Community Building Day provides a variety of benefits to students

by Max Carter

It is the beginning of another school year at Whitworth University and Community Building Day is just around the corner. As hundreds of first-year students disperse throughout Spokane for a variety of community service projects, the same question is raised every September. Students are required to attend Community Building Day; does that take away from the value of the services the students are providing? My answer to that question is no, for multiple reasons, it does not.First of all, in life and in the workforce, a person will constantly be assigned with tasks, whether they like it or not. And while I am sure that Whitworth encourages their students to enjoy Community Building Day, if nothing else, CBD teaches students the value of working through projects they might not enjoy. I would of course argue that CBD is valuable for more reasons than just one, particularly with regard to resumes.

Now, the common response to the resume claim is where the question at hand originates. Some argue that community service on a student’s resume is not as valuable when it is not their choice to participate. Judging by the high number of Whitworth graduates that find jobs soon after graduation, that claim seems hard to back. Second of all, this same argument could surely be made against numerous common resume items. Perhaps a student was required by their parents to play a certain sport growing up or even to study a certain subject in college, but to my knowledge, universities and employers are not concerned about that. They are concerned with the experience and skills that students have acquired from their experiences, and how those can apply to the job in question.

Students’ benefits aside, let’s talk about the organizations involved in CBD. Do you think that those organizations are worried about how much each student enjoys the project? If you answered yes, you’re kidding yourself. They are most likely ecstatic just to have 20 university students doing a job that they would have to do a week later. Whether the students enjoy it or not, the project is going to be finished, and the organization is going to benefit tangibly from students’ work. Honestly, I find the questioning of CBD’s value troubling, and I’ll tell you why.

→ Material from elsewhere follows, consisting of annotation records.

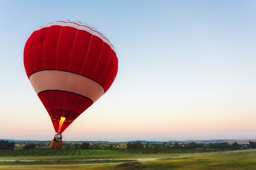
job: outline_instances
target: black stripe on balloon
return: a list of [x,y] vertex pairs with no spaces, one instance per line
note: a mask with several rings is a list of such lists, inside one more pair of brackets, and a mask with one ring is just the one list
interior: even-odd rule
[[86,98],[87,99],[89,99],[89,100],[90,100],[91,101],[91,102],[92,102],[92,104],[93,104],[93,102],[92,101],[92,100],[90,98],[89,98],[88,97],[87,97],[86,96],[83,96],[83,95],[80,95],[79,94],[76,93],[74,93],[74,92],[70,92],[70,91],[61,91],[61,90],[47,90],[46,91],[42,91],[40,92],[39,93],[37,93],[37,95],[38,95],[39,94],[40,94],[40,93],[43,93],[43,92],[45,92],[46,91],[61,91],[61,92],[62,92],[68,93],[72,93],[72,94],[74,94],[74,95],[78,95],[79,96],[82,96],[83,97]]
[[105,88],[104,88],[104,87],[103,86],[102,86],[101,84],[99,84],[99,83],[98,82],[96,82],[96,81],[95,81],[94,80],[94,79],[92,79],[91,78],[90,78],[90,77],[88,77],[85,76],[84,76],[84,75],[81,75],[81,74],[77,73],[76,73],[72,72],[71,72],[71,71],[65,71],[65,70],[58,70],[58,69],[45,69],[45,70],[38,70],[38,71],[35,71],[34,72],[34,73],[31,73],[31,74],[30,74],[30,75],[29,75],[29,77],[30,77],[30,76],[31,76],[31,75],[32,74],[34,74],[34,73],[36,73],[39,72],[40,72],[40,71],[45,71],[45,70],[49,70],[49,71],[54,71],[54,70],[56,70],[56,71],[64,71],[64,72],[68,72],[68,73],[73,73],[73,74],[77,74],[77,75],[81,75],[81,76],[83,76],[83,77],[86,77],[86,78],[87,78],[88,79],[90,79],[90,80],[92,80],[93,81],[94,81],[94,82],[96,82],[96,83],[98,83],[98,84],[99,84],[99,85],[100,85],[101,87],[102,87],[102,88],[103,88],[103,90],[104,91],[104,93],[105,93]]
[[[94,30],[93,30],[91,28],[90,28],[90,27],[89,27],[88,26],[85,26],[85,25],[79,25],[79,24],[78,24],[77,23],[75,23],[75,22],[65,22],[63,21],[56,21],[56,22],[64,22],[64,23],[72,23],[73,24],[76,24],[77,25],[79,25],[79,26],[84,26],[84,27],[88,28],[88,29],[89,29],[91,30],[92,31],[93,31],[96,32],[98,33],[99,34],[100,34],[102,36],[102,37],[103,37],[104,38],[105,38],[106,40],[108,40],[108,41],[109,42],[109,43],[110,43],[110,45],[111,45],[113,46],[113,47],[114,47],[114,46],[113,46],[113,45],[112,45],[112,44],[111,44],[110,42],[109,41],[109,40],[108,39],[108,38],[106,38],[106,37],[103,37],[103,35],[102,35],[102,34],[101,34],[101,33],[97,31]],[[50,23],[51,23],[51,22],[49,23],[49,24],[50,24]]]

In today’s age, especially in my generation, Millennials are constantly critiquing, learning, and working to improve. They are constantly questioning why they should or should not do things, and they exercise more independent, free thinking than many generations before them. The general population has become more aware of social issues and has been given a certain conviction in their own opinions, encouraged by evolving news platforms like social media. While this is absolutely a positive movement, too many times have I seen critical thinking turn to cynicism, tainting its beauty. I feel that the question of the value of Community Building Day is on the same token, with people over-criticizing and bringing negativity to an otherwise beautiful offering of service from Whitworth University and its students. So this Community Building Day, enjoy it if you can, but either way just get out there, get it done, and serve our Spokane community.